The Singer and the Sea by Michael Scott Rohan

The Singer and the Sea by Michael Scott Rohan

Author:Michael Scott Rohan [ROHAN, MICHAEL SCOTT]
Language: eng
Format: epub
Tags: Science Fiction
ISBN: 9780575092266
Publisher: Orion Publishing Group
Published: 2015-12-30T23:00:00+00:00


He chose it because its rhythm made it a fine rowing chant as well, and their way perceptibly increased as the night grew cooler. His voice began to fail all too soon, but the tune was simple and repetitive, easy to strum against the rhythmic creak and rattle of the rowlocks and the sluggish splash of the sea. After a while he seemed to sink into it, and lose his conscious thought in the pace of the music, breathing in and out like immense lungs. It was Nils’s ripe oath that jolted him out of his trance.

‘By the Sea-Daughters’ short an’ curlies! Look at the sail!’

For a moment Gille thought it was some effect of the air as they pulled. But the canvas was filling and billowing on its own, beginning to strain at the sheets and give them some way.

‘No, don’t stop playing, skipper,’ grated the sailing master. ‘Whatever you do! Sing some more, even.’

‘I’m too dry,’ croaked Gille.

‘Whistle, then!’ snarled Nils, and took up the tune a moment in his own toneless whistle. ‘Wind for wind, that’s old sea-lore.’

‘It makes sense,’ admitted Gille, and licked his lips to try and catch the tune.

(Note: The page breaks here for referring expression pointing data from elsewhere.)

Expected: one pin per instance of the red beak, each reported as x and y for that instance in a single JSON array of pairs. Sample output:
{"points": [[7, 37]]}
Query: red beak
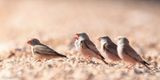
{"points": [[99, 39], [76, 36], [28, 42]]}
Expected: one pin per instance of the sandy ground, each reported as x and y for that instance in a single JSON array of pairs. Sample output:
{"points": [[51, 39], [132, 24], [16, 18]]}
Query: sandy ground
{"points": [[55, 23]]}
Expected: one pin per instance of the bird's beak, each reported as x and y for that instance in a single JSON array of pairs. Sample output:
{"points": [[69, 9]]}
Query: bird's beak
{"points": [[28, 42], [99, 39]]}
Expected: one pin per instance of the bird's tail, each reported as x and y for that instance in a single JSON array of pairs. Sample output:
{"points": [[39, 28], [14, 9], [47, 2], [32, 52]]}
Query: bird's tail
{"points": [[146, 64], [105, 62]]}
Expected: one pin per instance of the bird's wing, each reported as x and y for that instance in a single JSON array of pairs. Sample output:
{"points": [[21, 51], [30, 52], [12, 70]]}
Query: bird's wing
{"points": [[131, 52], [90, 45], [111, 48], [43, 49]]}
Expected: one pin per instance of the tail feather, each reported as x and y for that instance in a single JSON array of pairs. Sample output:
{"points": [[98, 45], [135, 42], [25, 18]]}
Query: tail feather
{"points": [[61, 55], [146, 64]]}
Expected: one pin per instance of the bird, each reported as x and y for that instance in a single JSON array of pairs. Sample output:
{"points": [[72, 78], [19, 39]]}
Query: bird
{"points": [[128, 54], [86, 47], [41, 51], [109, 49]]}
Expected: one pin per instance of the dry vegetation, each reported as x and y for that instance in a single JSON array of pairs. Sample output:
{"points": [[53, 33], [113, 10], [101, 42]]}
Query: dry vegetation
{"points": [[55, 22]]}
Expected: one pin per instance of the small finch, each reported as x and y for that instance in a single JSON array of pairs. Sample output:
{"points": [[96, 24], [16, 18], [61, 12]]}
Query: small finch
{"points": [[42, 51], [128, 54], [109, 49], [87, 48]]}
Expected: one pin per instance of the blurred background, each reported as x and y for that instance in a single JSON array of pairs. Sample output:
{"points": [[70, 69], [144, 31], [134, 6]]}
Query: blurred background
{"points": [[21, 20]]}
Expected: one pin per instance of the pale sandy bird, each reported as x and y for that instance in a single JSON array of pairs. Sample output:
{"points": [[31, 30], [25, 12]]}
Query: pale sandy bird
{"points": [[41, 51], [87, 48], [109, 49], [128, 54]]}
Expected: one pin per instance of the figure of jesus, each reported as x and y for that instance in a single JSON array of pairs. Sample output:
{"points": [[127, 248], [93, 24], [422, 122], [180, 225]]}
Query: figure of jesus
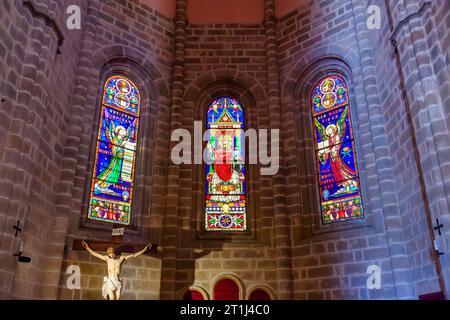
{"points": [[112, 284]]}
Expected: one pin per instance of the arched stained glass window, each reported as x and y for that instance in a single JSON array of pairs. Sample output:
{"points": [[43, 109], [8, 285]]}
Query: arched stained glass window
{"points": [[115, 154], [225, 208], [337, 168]]}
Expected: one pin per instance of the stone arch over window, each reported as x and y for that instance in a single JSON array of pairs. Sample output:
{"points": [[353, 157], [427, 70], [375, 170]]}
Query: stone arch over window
{"points": [[194, 292], [260, 292], [228, 287]]}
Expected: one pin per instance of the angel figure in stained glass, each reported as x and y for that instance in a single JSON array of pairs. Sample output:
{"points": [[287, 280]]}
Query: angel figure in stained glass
{"points": [[118, 137], [330, 149]]}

He felt foolish, but as others joined in, the tone of the kantel seemed to pick it up and grow stronger, and he could feel the breeze on his cheeks, hot as a girl’s breath. As Utte’s, anyhow; the Other’s had been cooler, perhaps. What was Utte doing now? What was she thinking about?

A vision came to him with startling clarity – Utte, on the high leads of the old farmhouse, gazing far out to the distant sea. The sight of her, with her brown hair whipping about her eyes in the sea breeze, wrung his heart and pricked his conscience, and he struggled to blot it out. The other girl – what of her?

Nothing came save darkness. Infinite darkness, though it was tinged with a coolness and peace he found achingly welcome. But it was overwhelmingly strange, and there was a sense of motion in it also, of great masses churning in the blackness, mighty and slow; and he fought clear of that also. If these were truly visions shown him by the strange music under his hands, what could that one mean?

Far better let the old tune carry him back to where he had first heard it. His first bewildered day as prentice in the smithy of his new master, Kunrad the Armourer, learning to pull the bellows, to make the hearthflame leap beneath the crucibles dangling from their chains, ready to tip out their molten brews. Learning that song, then, from the thickset fellow-apprentice with the red-brown skin who was the enormous span of eleven months senior to himself, and who would become, after a fashion, his best friend. Could the music tell where he was now?

Gille found himself afraid to wonder. But it would be good to know Olvar still lived. He looked towards the horizon, past the skeletal shadows of the mizzenmast and loading boom to the still stiffening mainsail, tinged with starlight.